Die von Bernstein angepriesene Theorie und Taktik ist die Theorie und Taktik all der bürgerlichen Elemente, die ihr Zelt an der Grenze des geschichtlichen Kampfplatzes zwischen Proletariat und Bourgeoisie aufgeschlagen haben. Wollte die Sozialdemokratie sich diese Theorie und Taktik zu eigen machen, sie müßte aufhören, sie selbst zu sein, sie müßte mit Nationalsozialen, Reformlern jeder Schattierung, doktrinären Liberalen und bürgerlichen Demokraten den Bruderschmatz tauschen und sich mit ihnen zu einem großen Reformlerkuddelmuddel vermengen. Es mag dies das Ideal der sozialen und politischen Parteichen und Gruppen sein, die so gern den feurigen Renner der Sozialdemokratie mit etwas Reformhaber kapitalfromm machen möchten, um ihn vor ihren eigenen, nicht vom Flecke kommenden Karren zu spannen.

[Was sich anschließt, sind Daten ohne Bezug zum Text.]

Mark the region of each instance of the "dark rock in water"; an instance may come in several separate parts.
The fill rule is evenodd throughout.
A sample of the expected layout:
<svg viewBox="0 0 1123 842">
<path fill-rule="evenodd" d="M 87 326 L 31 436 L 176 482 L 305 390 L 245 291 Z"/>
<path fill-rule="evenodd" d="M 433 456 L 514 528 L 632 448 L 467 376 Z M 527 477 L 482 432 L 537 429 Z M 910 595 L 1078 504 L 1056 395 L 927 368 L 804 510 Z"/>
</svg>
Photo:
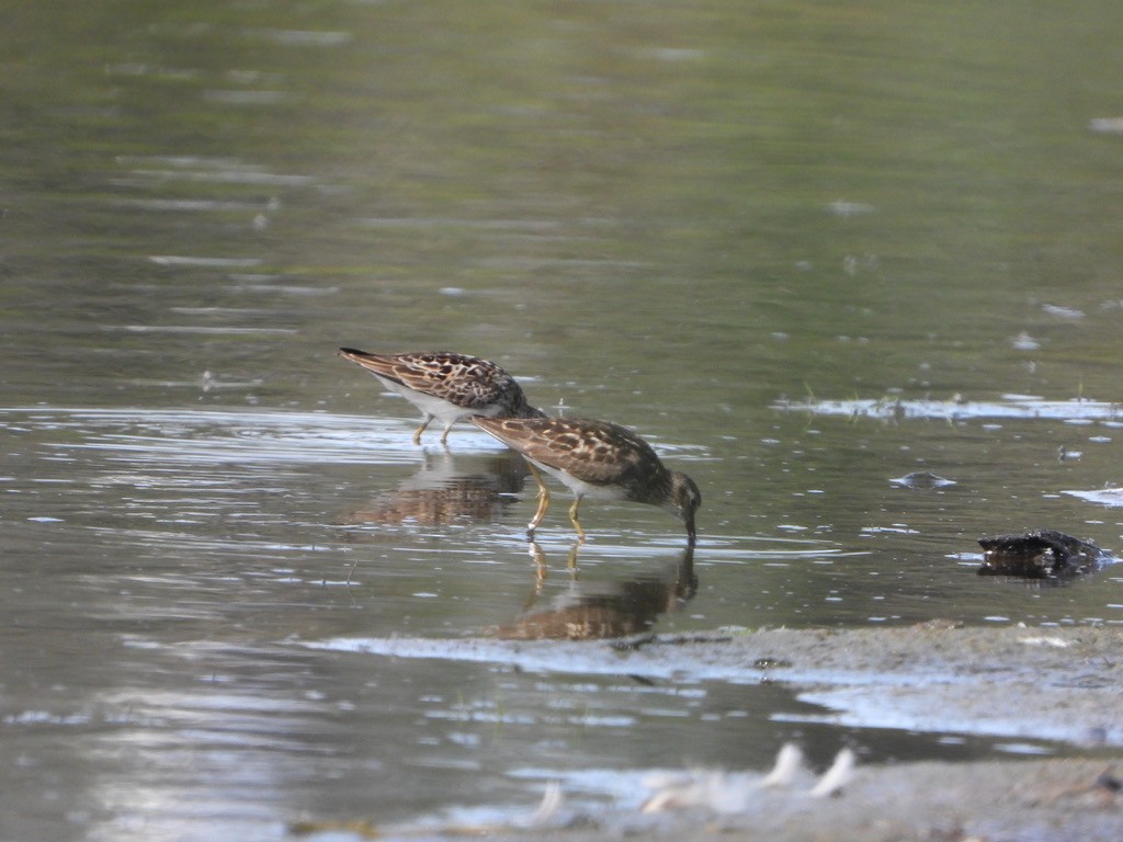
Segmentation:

Es mag dies als holder Traum die guten Leute und schlechten Musikanten umgaukeln, die sich zum Nachweis ihres verfeinerten Empfindens und Denkens wider die materialistische Geschichtsauffassung und den Klassenkampf sträuben und an der Lösung der sozialen Frage durch geistreichelnde “ethisch-psychologisch-literarische” Debatten “arbeiten”. Es wäre der Selbstmord der Sozialdemokratie als einer politischen Partei als der Partei des klassenbewußten, revolutionären Proletariats. Durch die ihr angesonnene Frontänderung würde sie zwar ihre Gegner nicht versöhnen und entwaffnen, wohl aber das Vertrauen und die Gefolgschaft der proletarischen Massen verlieren. Wenn Bernsteins Schrift ein großes Verdienst unbestritten beanspruchen darf, so ist es das: klar zu zeigen, wohin die in der Partei vorhandenen possibilistischen Strömungen führen müssen, und dadurch eine kräftige Aktion hervorzurufen nicht etwa für die Verwischung des grundsätzlichen Charakters der Sozialdemokratie und für die Taktik der Nurpraktischen-Reformarbeit, sondern gegen die Verbannung ihrer Grundsätze in den Silberschrein und gegen die Taktik der Kompromisselei mit der bürgerlichen Gesellschaft.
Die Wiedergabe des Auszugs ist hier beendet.